The SRS questionnaire was issued prospectively to 935 primary adult deformity patients with a diagnosis of idiopathic or de novo scoliosis and minimum Cobb angle of 30 degrees (average Cobb angle: 54 degrees; range: 30 degrees-132 degrees). Five hundred forty-three patients were treated nonsurgically while 392 patients underwent surgical intervention. Baseline SRS scores of the deformity population were compared to 1222 volunteers with no history of spine disease randomly sampled from the US population. Analysis between the 2 populations was broken down into 6 age-gender groups: male/female; 20-40, 41-60, 61-80 years of age.
SRS domain scores of the deformity subgroups demonstrated significant statistical differences from their corresponding age-gender matched normative group. The only exceptions were the mental health domain in the older males, 61-80 years of age. The average SRS subscore for each age-gender subgroup was less than the tenth percentile in the corresponding normative population, indicating substantial limitations in these patients.
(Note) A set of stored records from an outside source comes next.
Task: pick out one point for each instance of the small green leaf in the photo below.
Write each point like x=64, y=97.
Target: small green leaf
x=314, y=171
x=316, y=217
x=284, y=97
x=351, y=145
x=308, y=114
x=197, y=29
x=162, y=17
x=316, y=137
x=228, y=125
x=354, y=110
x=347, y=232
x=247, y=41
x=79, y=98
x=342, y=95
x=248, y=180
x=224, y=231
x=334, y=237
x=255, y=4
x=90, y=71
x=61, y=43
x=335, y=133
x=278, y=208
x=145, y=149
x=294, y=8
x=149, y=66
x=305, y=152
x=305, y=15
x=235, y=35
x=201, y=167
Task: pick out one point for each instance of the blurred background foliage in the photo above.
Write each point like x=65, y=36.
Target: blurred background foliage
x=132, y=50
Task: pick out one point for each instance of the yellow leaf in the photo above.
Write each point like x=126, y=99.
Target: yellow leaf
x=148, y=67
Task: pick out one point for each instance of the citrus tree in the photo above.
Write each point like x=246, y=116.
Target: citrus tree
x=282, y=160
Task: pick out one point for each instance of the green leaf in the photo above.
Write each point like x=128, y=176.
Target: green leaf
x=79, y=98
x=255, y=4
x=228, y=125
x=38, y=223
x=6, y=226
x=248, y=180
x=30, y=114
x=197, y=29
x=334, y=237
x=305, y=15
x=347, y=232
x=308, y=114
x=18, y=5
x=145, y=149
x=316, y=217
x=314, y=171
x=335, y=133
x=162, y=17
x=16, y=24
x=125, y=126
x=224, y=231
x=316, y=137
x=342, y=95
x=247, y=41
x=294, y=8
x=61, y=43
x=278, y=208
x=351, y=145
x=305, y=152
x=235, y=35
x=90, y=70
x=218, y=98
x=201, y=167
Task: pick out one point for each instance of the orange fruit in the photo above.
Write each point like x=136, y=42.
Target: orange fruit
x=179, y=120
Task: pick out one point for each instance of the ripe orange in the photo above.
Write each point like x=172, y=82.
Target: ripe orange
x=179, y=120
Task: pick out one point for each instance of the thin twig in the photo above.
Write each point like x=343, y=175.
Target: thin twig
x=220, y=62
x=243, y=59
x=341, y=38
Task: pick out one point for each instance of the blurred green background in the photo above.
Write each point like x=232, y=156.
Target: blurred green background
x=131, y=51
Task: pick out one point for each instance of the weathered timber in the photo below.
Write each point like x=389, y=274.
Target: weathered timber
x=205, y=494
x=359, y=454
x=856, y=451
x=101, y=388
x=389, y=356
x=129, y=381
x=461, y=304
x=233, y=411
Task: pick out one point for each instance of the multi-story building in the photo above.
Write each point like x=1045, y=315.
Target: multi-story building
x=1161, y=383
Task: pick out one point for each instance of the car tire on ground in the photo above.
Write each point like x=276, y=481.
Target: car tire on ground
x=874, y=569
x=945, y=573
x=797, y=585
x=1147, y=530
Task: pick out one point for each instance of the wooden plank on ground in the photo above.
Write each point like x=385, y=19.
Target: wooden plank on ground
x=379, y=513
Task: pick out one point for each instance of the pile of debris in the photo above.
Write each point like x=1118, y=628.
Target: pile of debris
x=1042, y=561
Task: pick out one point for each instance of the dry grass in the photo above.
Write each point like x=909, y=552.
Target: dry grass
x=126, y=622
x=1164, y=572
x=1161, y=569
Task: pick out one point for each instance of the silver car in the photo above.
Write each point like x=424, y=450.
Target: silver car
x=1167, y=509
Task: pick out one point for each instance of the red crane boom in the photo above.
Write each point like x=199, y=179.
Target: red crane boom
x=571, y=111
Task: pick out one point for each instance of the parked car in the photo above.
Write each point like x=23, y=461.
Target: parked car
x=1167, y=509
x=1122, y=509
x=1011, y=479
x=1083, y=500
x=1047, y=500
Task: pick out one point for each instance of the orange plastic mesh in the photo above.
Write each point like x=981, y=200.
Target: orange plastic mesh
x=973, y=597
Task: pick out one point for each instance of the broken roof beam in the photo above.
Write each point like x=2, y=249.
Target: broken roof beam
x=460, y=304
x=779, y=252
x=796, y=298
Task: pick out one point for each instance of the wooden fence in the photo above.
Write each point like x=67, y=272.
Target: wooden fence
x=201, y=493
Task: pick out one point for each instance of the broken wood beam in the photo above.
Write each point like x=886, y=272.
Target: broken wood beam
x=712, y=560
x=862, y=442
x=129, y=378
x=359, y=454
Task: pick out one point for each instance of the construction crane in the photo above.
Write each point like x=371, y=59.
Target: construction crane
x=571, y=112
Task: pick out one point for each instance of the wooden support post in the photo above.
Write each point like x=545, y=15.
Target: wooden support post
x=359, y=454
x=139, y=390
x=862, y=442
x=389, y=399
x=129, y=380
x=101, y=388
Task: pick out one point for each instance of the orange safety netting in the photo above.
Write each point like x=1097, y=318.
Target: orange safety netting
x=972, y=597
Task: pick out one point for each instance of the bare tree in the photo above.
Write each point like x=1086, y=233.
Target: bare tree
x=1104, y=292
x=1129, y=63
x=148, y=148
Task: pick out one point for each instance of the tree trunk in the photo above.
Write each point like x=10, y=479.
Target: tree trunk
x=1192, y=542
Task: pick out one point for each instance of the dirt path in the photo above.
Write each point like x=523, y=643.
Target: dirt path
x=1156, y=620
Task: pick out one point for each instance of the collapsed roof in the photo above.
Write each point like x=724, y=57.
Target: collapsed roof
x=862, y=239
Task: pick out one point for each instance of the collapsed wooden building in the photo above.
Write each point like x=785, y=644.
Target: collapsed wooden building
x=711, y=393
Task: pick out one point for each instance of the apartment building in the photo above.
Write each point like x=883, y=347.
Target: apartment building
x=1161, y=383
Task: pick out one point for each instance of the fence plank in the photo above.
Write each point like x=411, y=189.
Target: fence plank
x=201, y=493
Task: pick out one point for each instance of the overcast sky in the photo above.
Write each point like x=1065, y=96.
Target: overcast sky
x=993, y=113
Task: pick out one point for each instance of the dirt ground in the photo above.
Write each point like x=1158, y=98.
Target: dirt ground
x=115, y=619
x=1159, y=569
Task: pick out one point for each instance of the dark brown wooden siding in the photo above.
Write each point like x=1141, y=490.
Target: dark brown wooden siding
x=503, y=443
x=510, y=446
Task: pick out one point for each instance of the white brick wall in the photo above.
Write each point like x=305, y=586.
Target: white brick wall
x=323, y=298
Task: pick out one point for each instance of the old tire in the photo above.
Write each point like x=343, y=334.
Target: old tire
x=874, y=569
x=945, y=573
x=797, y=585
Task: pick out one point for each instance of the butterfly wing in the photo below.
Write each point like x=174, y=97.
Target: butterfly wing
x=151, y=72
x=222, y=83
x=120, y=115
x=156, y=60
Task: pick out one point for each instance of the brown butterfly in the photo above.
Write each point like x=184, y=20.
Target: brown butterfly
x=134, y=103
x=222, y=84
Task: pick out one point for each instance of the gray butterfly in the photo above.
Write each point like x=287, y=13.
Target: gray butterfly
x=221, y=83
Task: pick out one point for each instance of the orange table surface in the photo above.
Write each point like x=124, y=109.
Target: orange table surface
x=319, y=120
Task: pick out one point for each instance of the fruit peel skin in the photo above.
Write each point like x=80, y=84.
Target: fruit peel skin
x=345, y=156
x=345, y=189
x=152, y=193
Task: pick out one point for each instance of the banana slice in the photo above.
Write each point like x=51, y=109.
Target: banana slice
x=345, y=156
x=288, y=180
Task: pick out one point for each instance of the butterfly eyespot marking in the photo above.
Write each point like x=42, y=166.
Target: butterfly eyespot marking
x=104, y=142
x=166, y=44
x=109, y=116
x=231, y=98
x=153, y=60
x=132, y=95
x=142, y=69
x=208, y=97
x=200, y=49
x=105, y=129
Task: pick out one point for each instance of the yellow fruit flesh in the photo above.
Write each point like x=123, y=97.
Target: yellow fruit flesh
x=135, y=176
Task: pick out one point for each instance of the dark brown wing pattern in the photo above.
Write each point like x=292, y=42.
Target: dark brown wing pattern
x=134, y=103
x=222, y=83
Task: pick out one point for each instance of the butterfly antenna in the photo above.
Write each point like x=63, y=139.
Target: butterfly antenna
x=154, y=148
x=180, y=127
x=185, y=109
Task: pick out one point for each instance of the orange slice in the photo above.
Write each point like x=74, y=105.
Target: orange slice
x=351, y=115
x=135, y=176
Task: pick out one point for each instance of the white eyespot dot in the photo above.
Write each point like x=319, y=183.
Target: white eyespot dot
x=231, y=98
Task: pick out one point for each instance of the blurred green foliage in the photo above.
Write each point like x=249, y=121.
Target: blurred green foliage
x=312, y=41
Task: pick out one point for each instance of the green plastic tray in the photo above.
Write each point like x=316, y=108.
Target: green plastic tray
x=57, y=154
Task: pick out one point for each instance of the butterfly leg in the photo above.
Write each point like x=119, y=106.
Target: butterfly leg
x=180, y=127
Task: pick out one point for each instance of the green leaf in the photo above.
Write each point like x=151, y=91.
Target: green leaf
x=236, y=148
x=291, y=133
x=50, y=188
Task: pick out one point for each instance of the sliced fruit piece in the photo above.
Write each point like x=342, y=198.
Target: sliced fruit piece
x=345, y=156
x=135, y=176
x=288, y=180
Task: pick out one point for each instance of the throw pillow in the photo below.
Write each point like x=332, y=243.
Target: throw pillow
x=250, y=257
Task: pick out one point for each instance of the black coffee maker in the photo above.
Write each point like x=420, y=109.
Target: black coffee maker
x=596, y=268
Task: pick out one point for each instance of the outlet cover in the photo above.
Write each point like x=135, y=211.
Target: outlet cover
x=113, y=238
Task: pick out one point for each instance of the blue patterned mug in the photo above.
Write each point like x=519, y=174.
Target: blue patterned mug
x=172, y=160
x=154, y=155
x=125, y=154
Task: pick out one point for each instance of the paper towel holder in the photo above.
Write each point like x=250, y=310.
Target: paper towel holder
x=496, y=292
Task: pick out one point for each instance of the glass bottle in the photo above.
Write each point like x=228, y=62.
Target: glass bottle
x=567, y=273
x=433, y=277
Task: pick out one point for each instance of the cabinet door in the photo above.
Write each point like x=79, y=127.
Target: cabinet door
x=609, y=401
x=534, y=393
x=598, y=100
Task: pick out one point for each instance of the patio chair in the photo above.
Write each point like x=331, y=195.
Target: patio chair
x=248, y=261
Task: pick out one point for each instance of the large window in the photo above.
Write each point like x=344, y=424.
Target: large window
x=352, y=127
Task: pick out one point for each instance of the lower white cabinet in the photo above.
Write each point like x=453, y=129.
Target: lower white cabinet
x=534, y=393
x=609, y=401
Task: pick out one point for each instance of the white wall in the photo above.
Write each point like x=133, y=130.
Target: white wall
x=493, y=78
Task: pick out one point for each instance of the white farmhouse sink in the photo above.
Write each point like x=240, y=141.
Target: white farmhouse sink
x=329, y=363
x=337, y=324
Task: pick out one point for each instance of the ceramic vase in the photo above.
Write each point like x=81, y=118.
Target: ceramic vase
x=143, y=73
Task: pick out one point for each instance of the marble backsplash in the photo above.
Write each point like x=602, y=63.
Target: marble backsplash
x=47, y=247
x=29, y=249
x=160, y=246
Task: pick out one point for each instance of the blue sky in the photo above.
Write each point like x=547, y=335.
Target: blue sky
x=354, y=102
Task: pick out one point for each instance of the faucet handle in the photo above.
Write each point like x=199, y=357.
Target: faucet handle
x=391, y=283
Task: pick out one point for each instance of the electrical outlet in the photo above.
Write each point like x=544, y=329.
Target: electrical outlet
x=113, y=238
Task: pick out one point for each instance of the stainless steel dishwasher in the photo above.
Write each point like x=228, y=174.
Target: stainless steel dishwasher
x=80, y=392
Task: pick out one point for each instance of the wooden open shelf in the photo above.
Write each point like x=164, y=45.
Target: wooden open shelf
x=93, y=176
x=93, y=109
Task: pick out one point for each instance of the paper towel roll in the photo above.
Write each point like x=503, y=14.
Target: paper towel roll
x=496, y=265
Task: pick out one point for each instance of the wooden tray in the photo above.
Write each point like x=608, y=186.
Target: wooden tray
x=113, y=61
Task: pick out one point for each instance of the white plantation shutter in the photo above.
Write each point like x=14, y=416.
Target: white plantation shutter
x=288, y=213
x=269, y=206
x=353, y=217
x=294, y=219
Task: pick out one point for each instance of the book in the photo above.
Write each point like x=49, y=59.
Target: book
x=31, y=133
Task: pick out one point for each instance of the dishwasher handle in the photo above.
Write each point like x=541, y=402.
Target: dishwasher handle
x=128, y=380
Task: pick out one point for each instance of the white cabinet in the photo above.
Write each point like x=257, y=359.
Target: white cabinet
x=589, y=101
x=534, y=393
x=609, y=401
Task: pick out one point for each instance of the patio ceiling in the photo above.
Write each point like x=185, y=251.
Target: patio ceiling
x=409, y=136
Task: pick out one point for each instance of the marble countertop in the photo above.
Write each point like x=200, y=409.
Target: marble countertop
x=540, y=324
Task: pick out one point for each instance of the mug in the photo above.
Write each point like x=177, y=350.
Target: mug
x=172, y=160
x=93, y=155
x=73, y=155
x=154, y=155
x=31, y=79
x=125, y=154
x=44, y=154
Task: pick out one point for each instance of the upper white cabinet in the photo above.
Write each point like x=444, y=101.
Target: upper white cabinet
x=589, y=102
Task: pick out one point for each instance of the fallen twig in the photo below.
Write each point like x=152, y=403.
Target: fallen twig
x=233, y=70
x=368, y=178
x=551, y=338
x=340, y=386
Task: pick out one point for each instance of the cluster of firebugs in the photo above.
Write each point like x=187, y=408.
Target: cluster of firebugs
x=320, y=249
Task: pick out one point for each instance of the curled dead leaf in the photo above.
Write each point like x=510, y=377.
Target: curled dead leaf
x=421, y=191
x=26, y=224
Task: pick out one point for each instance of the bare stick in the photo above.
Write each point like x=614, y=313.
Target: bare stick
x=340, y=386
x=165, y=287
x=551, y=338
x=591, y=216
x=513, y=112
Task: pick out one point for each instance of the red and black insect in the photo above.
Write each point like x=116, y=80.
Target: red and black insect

Our findings confirm the SRS instrument has excellent discriminate validity in the adult population. It appears to be disease-specific in the domains of pain, appearance and activity in adult spinal deformity patients who have not had prior surgery.
前瞻性观察性研究。
通过比较无脊柱手术史的成人脊柱畸形患者与年龄性别匹配的正常成人志愿者的评分,进一步验证脊柱侧弯研究学会(SRS)工具。
已努力在青少年和成人脊柱畸形患者中验证SRS问卷。任何生活质量工具的一个重要心理测量属性是其区分有和无相关疾病受试者的能力。SRS问卷在原发性(无既往手术治疗)成人脊柱畸形人群中的区分效度尚未确立。
前瞻性地向935例诊断为特发性或新发脊柱侧弯且最小Cobb角为30度(平均Cobb角:54度;范围:30度 - 132度)的原发性成人脊柱畸形患者发放SRS问卷。543例患者接受非手术治疗,392例患者接受手术干预。将脊柱畸形人群的基线SRS评分与从美国人群中随机抽取的1222例无脊柱疾病史的志愿者进行比较。两组人群之间的分析分为6个年龄性别组:男性/女性;20 - 40岁、41 - 60岁、61 - 80岁。
脊柱畸形亚组的SRS领域评分与相应年龄性别匹配的正常组存在显著统计学差异。唯一的例外是61 - 80岁老年男性的心理健康领域。每个年龄性别亚组的平均SRS子评分低于相应正常人群的第十百分位数,表明这些患者存在明显局限性。
我们的研究结果证实SRS工具在成人人群中具有出色的区分效度。对于未接受过手术的成人脊柱畸形患者,在疼痛、外观和活动领域似乎具有疾病特异性。